Abstract :
[en] Background
Calcific aortic stenosis (CAS) is the most frequent valvular heart disease in industrialized
countries. CAS is characterized by progressive aortic valve remodelling and calcification,
which leads to valvular dysfunction and subsequent cardiac impairment. The extent of aortic
valve calcification accurately predicts AS severity and prognosis. A recent preclinical study
proposed a role for activated platelets in valvular calcification through transforming growth
factor-b (TGF-b) or autotaxin-lysophosphatidic acid (LPA). Platelet parameters may therefore
represent new circulating biomarkers of CAS progression and outcome.
Aim
To perform a longitudinal analysis of platelet markers in a new rabbit model of aorta and
aortic valve calcification and study their correlation with aortic valve calcium score in
patients with severe AS.
Methods
Twelve-week old male New Zealand White rabbits were fed for 16 weeks (W) with a palm
oil-enriched diet (5% palm oil) supplemented with vitamin D2 (25.000U/day/2.5kg) during
the first two weeks. Computed tomography (CT) was performed at baseline, W4, W8, W12
and W16 to analyze the appearance of macrocalcifications. Blood samples were collected at
the same time points to study the evolution of platelet count. ADP closure time (CT-ADP)

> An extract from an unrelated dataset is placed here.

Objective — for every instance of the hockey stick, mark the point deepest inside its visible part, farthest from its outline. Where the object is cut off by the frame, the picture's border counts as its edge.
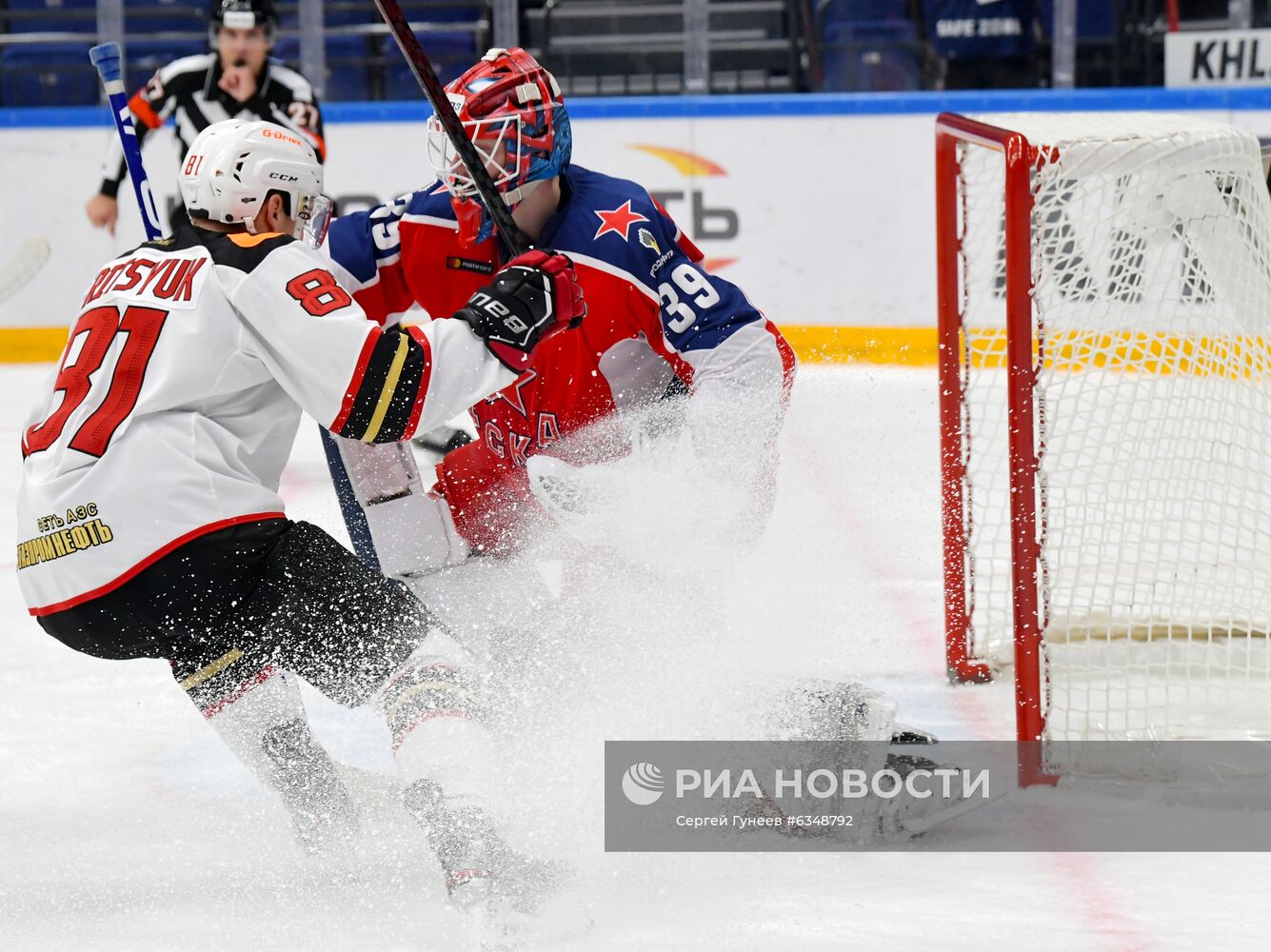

was measured in whole blood on a PFA-200. After 16 weeks, the heart and the aorta were
collected and fixed for histological analyses of tissue structure (hematoxylin-eosin staining)

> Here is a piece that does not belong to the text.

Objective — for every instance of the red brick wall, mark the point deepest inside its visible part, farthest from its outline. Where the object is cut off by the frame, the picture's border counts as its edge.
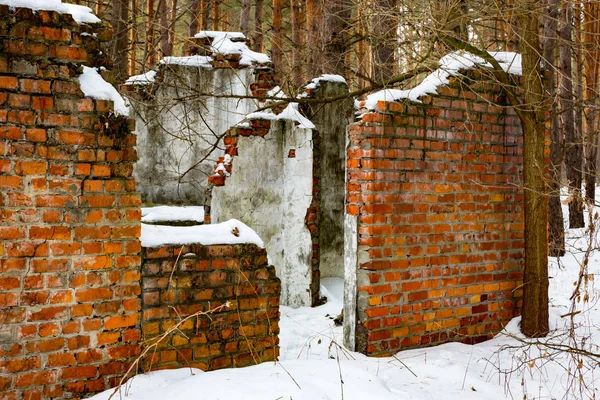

and calcification (alizarin red staining). In parallel, platelet count, number of activated
platelets (CD62P+), CT-ADP, plasma levels of autotaxin, LPA and TGF-b, and CT aortic valve
calcium score (CT-AVC) were studied in 36 patients with severe AS undergoing transcatheter
aortic valve replacement implantation (TAVI).
Results
After 16 weeks, all rabbits fed with the palm-oil enriched diet exhibited massive aortic wall
calcification, characterized by the presence of large calcification nodules in the aortic media.

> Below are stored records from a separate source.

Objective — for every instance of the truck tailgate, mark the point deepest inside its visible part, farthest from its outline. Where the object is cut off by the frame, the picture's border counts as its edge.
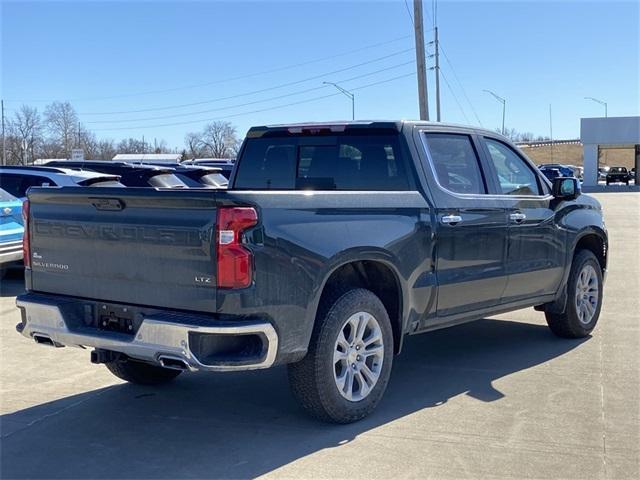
(136, 246)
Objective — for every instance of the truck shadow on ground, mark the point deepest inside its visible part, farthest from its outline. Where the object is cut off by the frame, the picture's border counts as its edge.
(247, 424)
(12, 283)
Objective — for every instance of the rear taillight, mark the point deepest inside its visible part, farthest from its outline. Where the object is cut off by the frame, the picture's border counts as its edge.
(26, 250)
(234, 260)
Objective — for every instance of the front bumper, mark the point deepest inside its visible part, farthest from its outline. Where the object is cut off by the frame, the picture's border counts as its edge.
(10, 252)
(165, 339)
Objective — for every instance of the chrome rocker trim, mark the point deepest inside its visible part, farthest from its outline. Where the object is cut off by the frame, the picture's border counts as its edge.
(154, 342)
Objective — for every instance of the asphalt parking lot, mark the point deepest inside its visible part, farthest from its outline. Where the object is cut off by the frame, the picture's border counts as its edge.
(497, 398)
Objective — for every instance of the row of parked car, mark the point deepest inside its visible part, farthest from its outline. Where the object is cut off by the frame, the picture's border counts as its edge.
(16, 180)
(608, 174)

These aortic macrocalcifications were detectable in vivo by CT in 5 rabbits out of 6.
Calcification nodules were also detected in the aortic valve fibrosa of 2 rabbits out of 6 via
histological alizarin red staining of explanted hearts. Platelet count decreased as early as
after 8 weeks of diet (489 K/μl vs 373K/μl, P<0.05) and kept decreasing progressively along
with calcification development. No changes in CT-ADP values were observed over time. In AS
patients, as expected, CT-AVC correlated well with peak aortic jet velocity (r=0.49,
P=0.0054). Interestingly, CT-AVC was inversely correlated to platelet count (r=-0.52, P=0.0012) and to the number of circulating CD62P+ platelets (r=-0.45, P=0.0073). Although
CT-ADP values were above normal values for AS patients, CT-ADP did not correlate with CTAVC.
Finally, in agreement with a role for activated platelets as a major source of TGF-b,
levels of this cytokine showed good correlation with the number of CD62P+ platelets (r=0.46,
P=0.0053).
Conclusions
Platelet consumption is associated with aortic valve calcification both in our rabbit model
and in AS patients. These findings support a role for platelets in this process, possibly via
TGF-b. Hence, platelet count might help assessing AS severity and provide prognostic
information. This warrants further investigations.